In writing about last week's photoshop debacle at Reuters, the Los Angeles Times hits the nail on the head. Ironically, this comes from a newspaper who had to deal with one of its own fabricating reality by combining two pictures to make a so-called better one.
In the article, Tim Rutten makes the point that "one of the undeniable strengths of the Internet and of the blogosphere...." is "...the fact that it is being employed to help keep journalism honest ultimately is to everybody's benefit."
Rutten suggests that instead of waiting for right-wing bloggers to pounch, news operations need to a better job monitoring and policing the images coming out of conflict zones.
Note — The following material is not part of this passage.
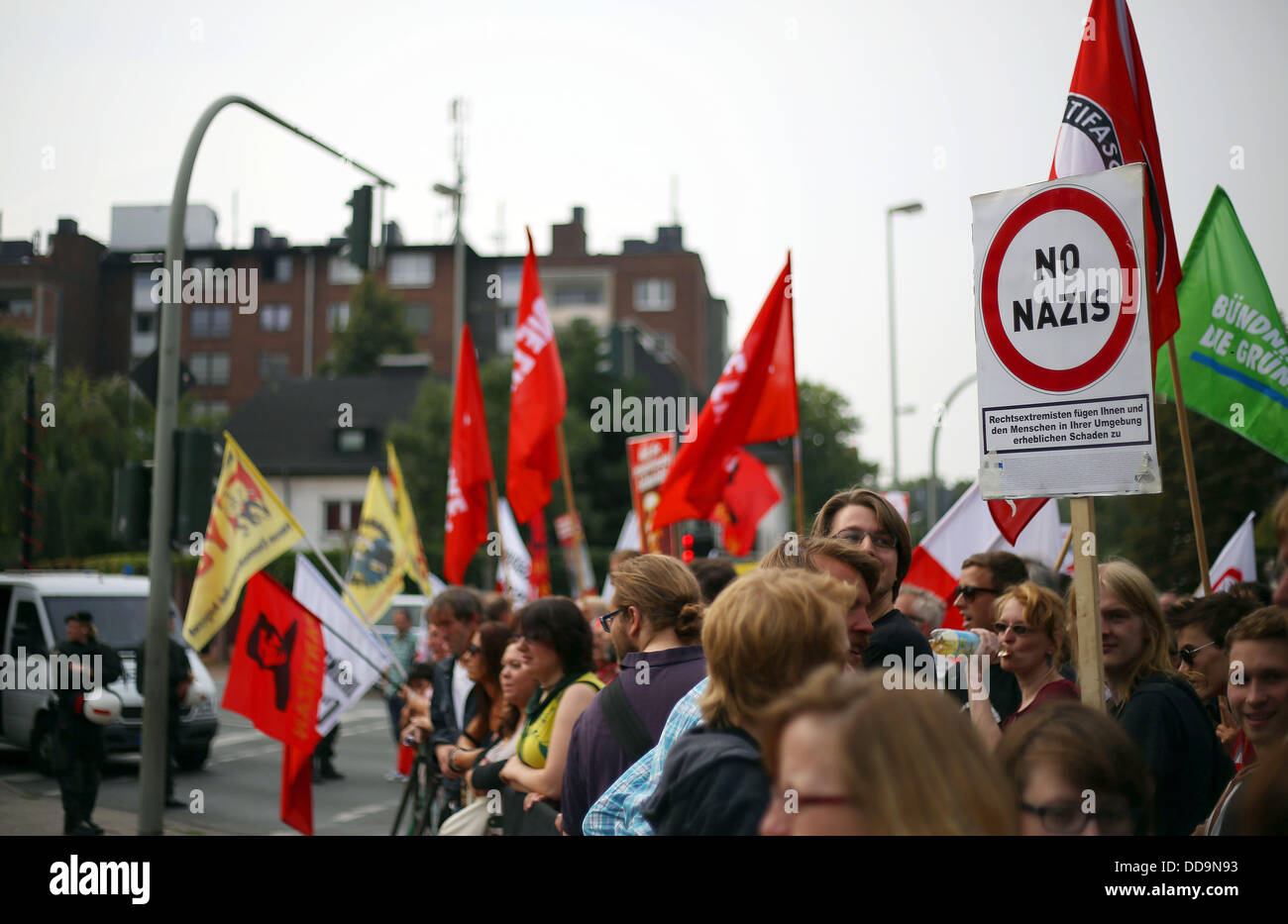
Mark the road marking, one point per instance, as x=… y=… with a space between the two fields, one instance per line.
x=362 y=811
This might seem like a no-brainer of an idea, but it also makes good sense considering the impact a photo manipulated image or a staged event can have on a publication.
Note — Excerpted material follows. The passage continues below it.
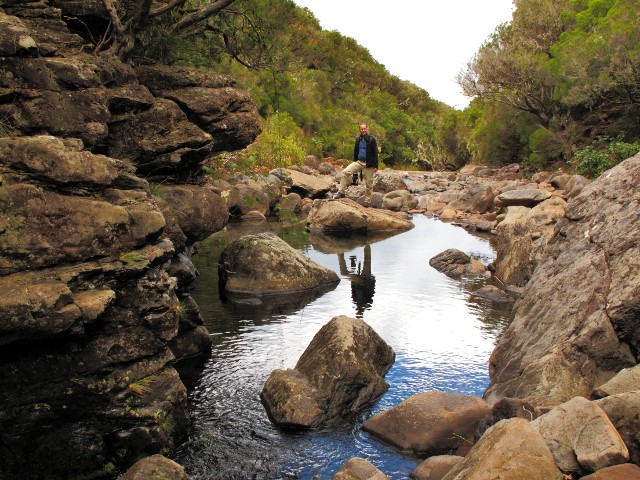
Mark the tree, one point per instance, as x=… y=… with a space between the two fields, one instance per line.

In addition, Rutten says something that has concerned me for more than 15 years -- outsourcing content to less than reputable sources.
Rutten contends, after running through the gamut of possible explanations for the manipulations, that this:
"brings us to the most troubling of the possible explanations for these fraudulent photos, which is that some of the photojournalists involved are either intimidated by or sympathetic to the Hezbollah terrorists. It's a possibility fraught with harsh implications, but it needs to be examined thoroughly and openly."
Now, let's see if publications get the message.